Dr Amy Wilcockson is a Research Fellow at Queen Mary University of London, assisting with the new edition of the letters of Percy Bysshe Shelley (contracted with Oxford University Press). Prior to this role, she was a Research Assistant at the University of Glasgow, on ‘The Works of Robert Fergusson: Reconstructing Textual and Cultural Legacies’ project. Her edition of the selected letters of the neglected Scottish Romantic poet, Thomas Campbell (1777-1844) is forthcoming with Liverpool University Press. She is also the Communications Officer for the British Association for Romantic Studies (BARS).

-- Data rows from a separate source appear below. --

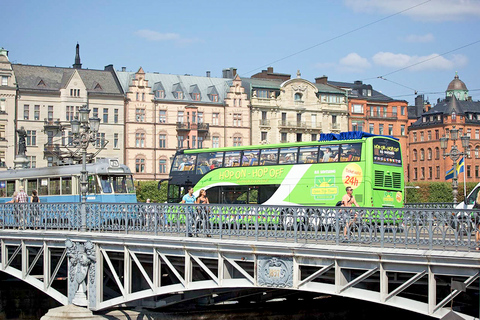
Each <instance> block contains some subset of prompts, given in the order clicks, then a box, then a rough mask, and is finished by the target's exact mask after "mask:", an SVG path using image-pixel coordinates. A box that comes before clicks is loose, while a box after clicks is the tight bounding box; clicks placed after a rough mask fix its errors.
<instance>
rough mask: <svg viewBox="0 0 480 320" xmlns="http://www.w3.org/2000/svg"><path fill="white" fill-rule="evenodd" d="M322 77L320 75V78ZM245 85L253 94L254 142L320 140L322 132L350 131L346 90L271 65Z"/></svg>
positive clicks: (242, 83)
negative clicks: (285, 70) (278, 68)
mask: <svg viewBox="0 0 480 320" xmlns="http://www.w3.org/2000/svg"><path fill="white" fill-rule="evenodd" d="M319 79H320V78H319ZM242 85H243V86H244V87H245V88H246V91H247V93H248V94H249V98H250V103H251V109H252V113H251V117H252V125H251V128H252V134H251V135H252V140H251V144H253V145H256V144H272V143H282V142H295V141H315V140H318V138H319V136H320V133H322V132H340V131H348V117H347V115H348V110H347V106H348V104H347V97H346V92H345V91H344V90H342V89H339V88H337V87H334V86H330V85H328V84H324V83H320V81H317V82H316V83H312V82H310V81H308V80H305V79H302V78H301V77H300V73H299V72H298V73H297V78H294V79H290V75H286V74H278V73H274V72H273V68H268V69H267V70H263V71H262V72H261V73H258V74H256V75H254V76H252V78H250V79H243V80H242Z"/></svg>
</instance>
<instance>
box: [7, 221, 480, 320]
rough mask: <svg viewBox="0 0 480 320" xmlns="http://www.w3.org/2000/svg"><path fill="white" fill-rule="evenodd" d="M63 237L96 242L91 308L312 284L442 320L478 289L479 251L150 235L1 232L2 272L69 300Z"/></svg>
mask: <svg viewBox="0 0 480 320" xmlns="http://www.w3.org/2000/svg"><path fill="white" fill-rule="evenodd" d="M20 237H22V238H23V239H19V238H20ZM67 238H68V239H71V241H75V242H78V243H83V242H86V241H87V240H89V241H91V242H92V243H93V244H94V245H95V255H96V259H95V260H96V265H95V267H94V268H93V270H94V271H93V274H91V275H90V276H89V279H90V280H91V282H90V281H89V286H94V287H90V288H89V290H88V292H89V293H90V294H92V292H93V296H90V297H89V301H90V302H89V308H90V309H92V310H101V309H106V308H110V307H118V306H143V307H149V308H158V307H163V306H168V305H171V304H175V303H179V302H184V301H187V300H195V301H196V302H198V301H200V300H201V301H202V303H204V304H205V303H206V304H216V303H219V302H224V301H228V300H232V299H241V298H242V296H246V295H253V294H258V293H259V292H261V293H262V294H263V297H270V298H271V297H275V294H282V292H283V294H284V293H285V292H289V291H297V292H298V291H306V292H313V293H318V294H321V295H336V296H343V297H348V298H354V299H360V300H364V301H370V302H375V303H379V304H383V305H388V306H393V307H397V308H402V309H406V310H410V311H414V312H417V313H420V314H425V315H429V316H432V317H436V318H442V317H444V316H445V315H446V314H447V313H449V312H450V304H451V303H452V301H453V300H454V298H457V297H458V296H459V295H461V294H465V293H463V291H467V293H468V291H470V293H471V292H473V291H478V281H477V279H478V277H479V269H480V261H479V259H478V255H477V254H476V253H469V252H464V253H460V252H445V251H442V252H439V251H425V250H405V249H385V248H384V249H382V248H363V247H351V246H343V247H342V246H332V245H330V246H328V245H306V244H296V243H290V244H287V243H262V242H256V241H249V240H245V241H239V240H220V239H214V238H180V237H160V236H156V237H155V236H147V235H143V236H142V235H124V234H121V235H120V234H117V235H115V234H101V233H91V234H81V233H71V234H70V235H68V237H66V236H65V234H61V233H59V232H53V231H50V232H45V233H43V234H38V233H35V232H29V231H23V232H20V231H13V230H12V231H9V232H7V231H3V232H2V233H0V243H1V246H0V249H1V251H0V257H1V261H0V270H1V271H3V272H6V273H8V274H10V275H12V276H14V277H16V278H19V279H22V280H23V281H25V282H28V283H29V284H31V285H32V286H34V287H35V288H37V289H39V290H41V291H43V292H45V293H46V294H48V295H50V296H51V297H53V298H54V299H56V300H57V301H59V302H60V303H62V304H67V303H68V300H69V299H68V298H69V297H67V294H66V292H67V291H68V289H67V287H68V283H67V282H68V281H71V280H69V278H71V277H72V275H69V274H68V270H69V269H68V263H69V262H68V257H67V255H66V249H65V241H66V239H67ZM454 284H455V285H454ZM278 289H282V290H278ZM255 292H256V293H255ZM422 293H423V294H422ZM457 314H458V315H460V316H461V317H463V318H465V319H473V317H471V316H468V315H466V314H462V313H457Z"/></svg>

Project title: The ‘Edinburgh University Coterie’: Networks of Cultural Influence in the 1790s and 1800s

Through analysing unique material in Edinburgh collections, Amy’s project examines a remarkable circle of University of Edinburgh classmates who achieved precocious cultural influence in the 1790s and 1800s and became leading figures in politics, law and literature. Often working collaboratively in a homosocial environment, these men reconfigured eighteenth-century thought and society, bringing Scottish ideas, ideals and stories to the heart of British culture. The group includes The Edinburgh Review founders Sydney Smith (1771-1845), Francis Horner (1778-1817), Francis Jeffrey (1773-1850), and Henry Brougham (1778-1868), author and judge Henry Cockburn (1779-1854), and the poets Walter Scott (1771-1832) and Thomas Campbell (1777-1844). The group went on to share professional and personal highs and lows together, including the commencement and continued success of the Edinburgh Review, the foundation of the London University, Royal divorce trials, and numerous literary endeavours that established Edinburgh as a cultural centre that could contend with London. While some coterie members are recognised for individual achievements, the collaborative underpinnings of their successes have not been properly examined. This project will analyse their writings, periodicals, and little-studied correspondence to reveal the extent to which the group relied on each other for creative and critical support and explore how these relationships informed the members’ later successes.